The hijacking attack described above is possible because anyone sitting on the network can intercept the namespace announcements and then replay them to victim clients. But if what if that was not the case? What if the announcements were only available to those authorized to use them? A recent paper by Wu et al. [3] from Stanford described a solution like this. The basic idea is to have servers encrypt service announcements using a flavor of identity-based encryption called prefix-encryption. For example, they assume a framework wherein users are organized into hierarchical namespaces such as /bob, /bob/family/, etc. These prefix strings are then the public keys (in the IBE sense) used to encrypt the service announcements. This means that any entity who belongs to this hierarchical namespace and therefore has the corresponding secret key can decrypt the advertisement and obtain the information. (In their work, the service announcement contains the key material necessary to perform create a 0-RTT session with the service provider. But in general, the contents are not important to this discussion.)
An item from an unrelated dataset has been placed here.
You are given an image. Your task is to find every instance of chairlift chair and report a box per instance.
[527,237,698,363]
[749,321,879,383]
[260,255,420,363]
The only problem with this approach is that it suffers from the same unbounded computation problem described above. Specifically, in order for a client to recover a service announcement, they have to attempt to decrypt each one and see if it fails. If they belong to multiple namespaces, then the problem is worsened since they have to perform multiple decryptions per namespace. Including the namespace identifier with the announcement would alleviate the problem, but it would not longer make the scheme private (as they successfully achieve right now).

So I suppose that’s the problem to be working on: how can we enable private service discovery without this potentially unbounded computational overhead?